[Recent Update]

A Two-Day Hackathon with Credit Suisse

Disclaimer: Views and opinions expressed in this post are solely my own and do not express the views or opinions of Credit Suisse or other participants.

On my way back to Boston for the summer, I took a two-day layover at the at the Raleigh Credit Suisse offices for Code Suisse 2018. Overall, the event was engaging and fun. Students came from across the country, and there was a good selection of projects to work on for the Hackathon. A particular project proposal caught my attention, and I worked on it with Prabhath Kotha, a student from UNC. Every group worked hard and produced impressive results; more importantly, everyone seemed to learn a lot in the process. Despite the stiff competition, the we managed to place 1st in the event! Our time management, clear goals, and understanding of the project and its purpose contributed most to our success.

The Project

The goal of our project was to streamline the user experience on a Credit Suisse website. By using machine learning techniques to analyze usage patterns, we aimed to decrease the amount of clicks needed to find particular pages of interest. Our dataset included over a million data points relating to users access patterns. These data included time of day accessed, user ID, region, and more. We were ultimately tasked with building a mockup website that showcased our results.

Project Results

The respository for our final project can be found here. In includes anonymized user data, code for data analysis, code for the final mockup website, and our final presentation. Instructions for replicating our results and running the website can be found in the README.

Our basic recommendation algorithm, a multi-class (3000+) classification with KNN, was quite successful. According to results on test data, there is a 70 percent chance that a user's page of interest is linked on their home page. Based on popular sites, we also recommend sites the user may not have yet visited in the 'explore' section.

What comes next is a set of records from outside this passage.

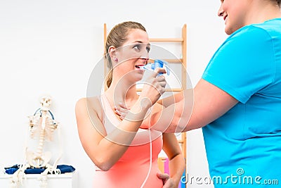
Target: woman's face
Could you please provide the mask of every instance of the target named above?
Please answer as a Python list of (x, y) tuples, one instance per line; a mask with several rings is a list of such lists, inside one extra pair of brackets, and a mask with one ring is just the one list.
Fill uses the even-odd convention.
[(225, 32), (231, 35), (246, 25), (251, 0), (221, 0), (218, 15), (225, 20)]
[(148, 33), (138, 29), (129, 32), (127, 41), (116, 51), (118, 63), (115, 70), (119, 75), (126, 75), (126, 79), (136, 82), (142, 79), (144, 71), (139, 65), (148, 63), (150, 49)]

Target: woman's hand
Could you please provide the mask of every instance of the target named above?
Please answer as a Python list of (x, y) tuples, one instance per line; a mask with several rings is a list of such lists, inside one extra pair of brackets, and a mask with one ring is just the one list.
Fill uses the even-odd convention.
[(176, 184), (173, 179), (170, 178), (168, 174), (157, 173), (157, 177), (162, 180), (164, 184), (163, 188), (176, 188), (178, 186)]

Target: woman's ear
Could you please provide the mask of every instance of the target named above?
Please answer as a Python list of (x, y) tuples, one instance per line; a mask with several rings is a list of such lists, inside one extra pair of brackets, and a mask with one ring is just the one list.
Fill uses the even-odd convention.
[(118, 62), (118, 58), (117, 57), (116, 48), (113, 46), (110, 46), (108, 48), (108, 54), (110, 55), (111, 59), (113, 59), (115, 62)]

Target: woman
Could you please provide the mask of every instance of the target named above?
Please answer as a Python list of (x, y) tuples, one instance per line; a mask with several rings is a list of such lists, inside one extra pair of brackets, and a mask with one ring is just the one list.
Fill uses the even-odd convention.
[[(155, 114), (162, 118), (154, 128), (161, 130), (174, 108), (166, 131), (176, 126), (183, 131), (204, 127), (215, 187), (276, 185), (281, 180), (281, 3), (221, 2), (218, 15), (229, 37), (193, 91), (176, 95), (176, 104), (170, 99), (162, 101), (166, 108), (161, 115)], [(192, 94), (191, 113), (186, 99)], [(191, 113), (190, 120), (187, 113)]]
[[(94, 187), (178, 187), (185, 165), (174, 134), (140, 128), (151, 114), (162, 111), (162, 106), (155, 102), (166, 85), (163, 76), (156, 77), (164, 73), (159, 68), (137, 94), (136, 82), (143, 75), (139, 66), (148, 63), (150, 47), (148, 34), (140, 24), (125, 22), (116, 25), (105, 46), (110, 69), (108, 89), (100, 96), (81, 99), (77, 104), (82, 146), (98, 168)], [(119, 102), (130, 108), (125, 119), (114, 113), (115, 104)], [(162, 148), (169, 159), (170, 177), (159, 173), (157, 167)]]

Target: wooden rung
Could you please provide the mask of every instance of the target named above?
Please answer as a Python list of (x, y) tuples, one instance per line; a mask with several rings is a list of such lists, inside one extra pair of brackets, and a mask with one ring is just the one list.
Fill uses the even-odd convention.
[[(141, 92), (140, 88), (136, 89), (138, 92)], [(181, 88), (174, 88), (174, 89), (166, 89), (166, 92), (180, 92), (183, 91), (183, 89)]]
[(150, 42), (183, 42), (183, 38), (151, 38), (149, 39)]
[(178, 142), (179, 144), (183, 144), (183, 140), (178, 139)]

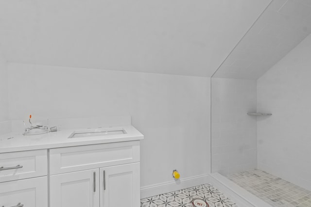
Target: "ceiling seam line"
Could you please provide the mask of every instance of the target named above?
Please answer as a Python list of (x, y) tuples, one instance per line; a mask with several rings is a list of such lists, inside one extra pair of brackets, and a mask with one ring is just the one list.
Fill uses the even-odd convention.
[(255, 24), (257, 22), (257, 21), (258, 21), (258, 19), (259, 19), (259, 18), (262, 15), (262, 14), (263, 14), (263, 13), (264, 13), (264, 12), (266, 11), (266, 10), (267, 10), (267, 9), (268, 9), (268, 7), (269, 7), (269, 6), (270, 5), (270, 4), (271, 4), (271, 3), (272, 3), (272, 2), (274, 0), (271, 0), (271, 1), (270, 1), (270, 2), (268, 4), (268, 5), (266, 7), (266, 8), (263, 10), (263, 11), (262, 11), (262, 12), (261, 12), (261, 13), (259, 15), (259, 16), (258, 16), (258, 17), (257, 17), (257, 18), (256, 19), (256, 20), (255, 20), (255, 21), (254, 22), (254, 23), (252, 24), (252, 25), (251, 25), (250, 27), (248, 29), (248, 30), (247, 30), (247, 31), (246, 31), (246, 32), (245, 32), (245, 34), (244, 34), (244, 35), (243, 35), (243, 36), (242, 37), (242, 38), (240, 40), (240, 41), (239, 42), (238, 42), (238, 43), (237, 43), (237, 44), (235, 46), (234, 46), (234, 48), (233, 48), (232, 49), (232, 50), (230, 52), (230, 53), (228, 54), (228, 55), (227, 55), (227, 57), (226, 57), (226, 58), (225, 59), (225, 60), (224, 60), (224, 61), (222, 62), (222, 63), (220, 64), (220, 65), (219, 65), (219, 66), (217, 68), (217, 70), (216, 70), (216, 71), (214, 72), (214, 73), (213, 73), (213, 75), (212, 75), (212, 76), (211, 76), (211, 78), (213, 78), (214, 76), (215, 75), (215, 74), (216, 74), (216, 73), (217, 72), (217, 71), (218, 71), (218, 70), (219, 70), (219, 68), (220, 68), (220, 67), (223, 65), (223, 64), (224, 64), (224, 63), (225, 63), (225, 62), (227, 60), (227, 59), (228, 59), (228, 57), (229, 57), (229, 56), (230, 56), (230, 55), (231, 54), (231, 53), (232, 53), (232, 52), (233, 52), (233, 51), (234, 50), (234, 49), (237, 48), (237, 47), (238, 47), (238, 45), (240, 44), (240, 43), (242, 41), (242, 40), (243, 39), (243, 38), (244, 38), (244, 37), (245, 37), (246, 36), (246, 34), (247, 34), (247, 33), (248, 33), (248, 32), (249, 32), (249, 31), (251, 30), (251, 29), (252, 29), (252, 28), (253, 27), (253, 26), (255, 25)]

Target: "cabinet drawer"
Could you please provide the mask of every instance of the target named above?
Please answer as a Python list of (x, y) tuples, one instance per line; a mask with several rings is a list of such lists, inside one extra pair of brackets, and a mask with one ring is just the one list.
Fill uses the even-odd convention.
[(139, 141), (52, 149), (50, 174), (139, 161)]
[(48, 175), (47, 150), (0, 154), (0, 182)]
[(0, 184), (0, 207), (14, 207), (18, 204), (24, 207), (47, 207), (47, 176)]

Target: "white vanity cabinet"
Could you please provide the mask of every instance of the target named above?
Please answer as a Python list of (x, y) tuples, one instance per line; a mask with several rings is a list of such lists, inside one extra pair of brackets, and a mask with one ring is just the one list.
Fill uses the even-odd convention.
[(100, 169), (101, 207), (136, 207), (140, 205), (139, 163)]
[(47, 177), (0, 183), (0, 206), (47, 207)]
[[(91, 136), (72, 137), (81, 130)], [(0, 207), (140, 206), (143, 135), (132, 126), (3, 136)]]
[(0, 153), (0, 207), (47, 207), (47, 150)]
[(99, 169), (51, 175), (51, 207), (99, 207)]
[(140, 205), (139, 141), (51, 149), (50, 207)]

Our secondary recommendation algorithm aimed to analyze time-series usage patterns of all users. It recommends pages for users to visit next based on their current browsing data. The results are shown when the user visits a 'recommended' or 'explore' site. We used a basic recurrent neural network model with LSTM (long short term memory) to analyze the time series data. Training on all the data was prohibitively expensive, even when renting an GPU from Google, so we limited the dataset to 10K entries. It was harder to evaluate the success of this approach, especially with the time constraint, but I'm curious to explore this more in the future.

Final Thoughts

Overall, I really enjoyed the event. I learned a lot, and it was a great to apply my new skills from COMP135 (Intro to Machine Learning and Data Mining) on a real-world task. I'm excited to pursue similar projects, and hopefully I'll be able to participate in more hackathons in the future.